I come from an Ops background, and (as you probably have gathered from my about page on the site) I strongly believe that everyone who does Web Ops (be you Dev, be you Ops) must strive to bridge the gap between what used to be considered very separate disciplines. My role at Rails Machine is allowing me to pursue that goal, and at a rate which is frankly terrifying, but thrilling, all while being surrounded by people who are thoughtful, expert in their disciplines, and most importantly, give a damn. That last one might cause a double-take in some of you, but it’s actually my number one desired quality in a place of employment, and something that I’ve found to be quite rare. Rails Machine has it.
Another brand new thing is that I’m remote for the first time (I call Boston home, and mostly work from there; Rails Machine HQ is in Savannah). If you are considering taking on that challenge as well, I’ve learned a thing or two so far which I’ll share:
- GNU Screen is an extremely powerful tool for managing shells on remote hosts, supporting on-the-go ops, but it also happens to be an outstanding remote pairing too. Learn all the screen-fu you can deal with.
- Use Campfire for team chat. I cannot tell people enough how vastly superior group chat is to what I refer to as “silo chat” (individuals all having essentially invisible ad-hoc conversations from which no one else on the team can benefit).

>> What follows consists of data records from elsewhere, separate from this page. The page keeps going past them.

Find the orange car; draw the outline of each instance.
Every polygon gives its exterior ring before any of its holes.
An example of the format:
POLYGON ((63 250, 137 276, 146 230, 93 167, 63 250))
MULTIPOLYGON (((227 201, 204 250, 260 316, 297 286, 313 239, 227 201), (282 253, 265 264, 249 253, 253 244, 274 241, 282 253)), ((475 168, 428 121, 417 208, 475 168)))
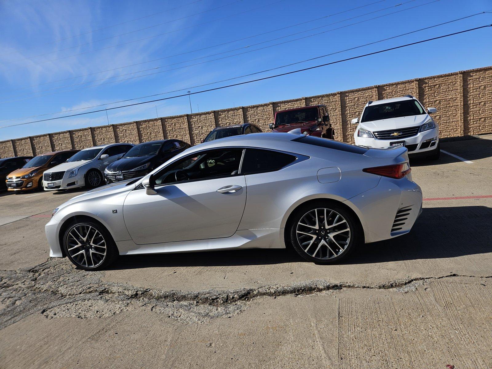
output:
POLYGON ((79 150, 46 153, 31 159, 22 168, 7 176, 5 183, 9 191, 42 189, 43 173, 46 169, 67 160, 79 150))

- Engage in ChatOps. Get a bot going for your Campfire, like HUBOT (see our CTO Josh talk about it , or Github’s Jesse Newland as well , for some persuasive arguments).
- Escalate to video chat when you need it, because greater than 80 percent of communication is nonverbal. No, I’m serious. Text is great for pretty much everything, but sometimes you really just need to be face to face. FaceTime, Skype, Google Hangouts, whatever you prefer, but do these (very yes).

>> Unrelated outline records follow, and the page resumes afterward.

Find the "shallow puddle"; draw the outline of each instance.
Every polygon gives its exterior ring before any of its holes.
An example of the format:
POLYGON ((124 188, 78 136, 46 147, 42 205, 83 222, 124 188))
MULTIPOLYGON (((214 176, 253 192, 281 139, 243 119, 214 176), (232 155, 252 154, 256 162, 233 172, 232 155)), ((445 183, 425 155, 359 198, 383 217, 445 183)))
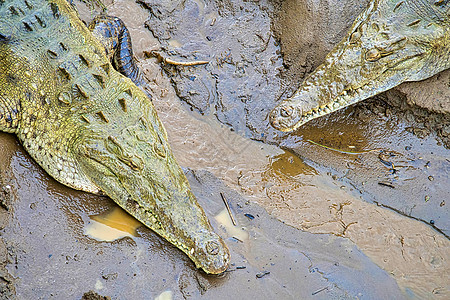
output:
MULTIPOLYGON (((219 18, 203 1, 191 2, 207 14, 208 26, 219 18)), ((214 109, 190 111, 156 60, 144 60, 143 51, 160 47, 144 26, 148 10, 129 0, 105 4, 130 29, 173 152, 193 170, 194 193, 226 237, 233 265, 219 278, 195 270, 183 253, 138 228, 108 199, 49 179, 12 136, 0 134, 0 171, 17 197, 4 236, 14 249, 8 270, 20 278, 18 296, 78 299, 86 287, 117 299, 449 296, 443 275, 450 242, 442 234, 448 235, 448 204, 441 205, 449 196, 449 152, 433 137, 418 139, 385 111, 374 119, 364 107, 352 107, 284 140, 275 137, 285 150, 244 138, 219 123, 214 109), (401 199, 405 191, 423 201, 411 205, 401 199), (416 219, 405 216, 411 211, 416 219), (123 236, 106 236, 113 231, 123 236)), ((91 17, 87 9, 80 14, 91 17)), ((168 38, 172 48, 186 45, 168 38)))
POLYGON ((89 217, 85 234, 97 241, 112 242, 123 237, 138 236, 136 229, 143 226, 138 220, 119 207, 89 217))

Keeping sharp and staying able to ingest all of my new various -Fu isn’t easy, but I’ve been keeping up with the usual suspects (I’ve been reading Web Operations again), practicing, and of course trying to keep balance with all of the normal things (sleep plenty, eat your green vegetables - y’know, stuff we learn from Spider- Man). Still, I’ve learned more in six weeks than I have in the past year. It’s absurd. And it’s great - exactly what I was seeking.
Every day I get to work on exciting software and hardware, learn all kinds of rad things, establish relationships with and deliver value for our customers, and I feel privileged to be here. I was seeking challenge, caring, and geeky camaraderie; I’ve found that in Rails Machine, and I’m delighted to be on board!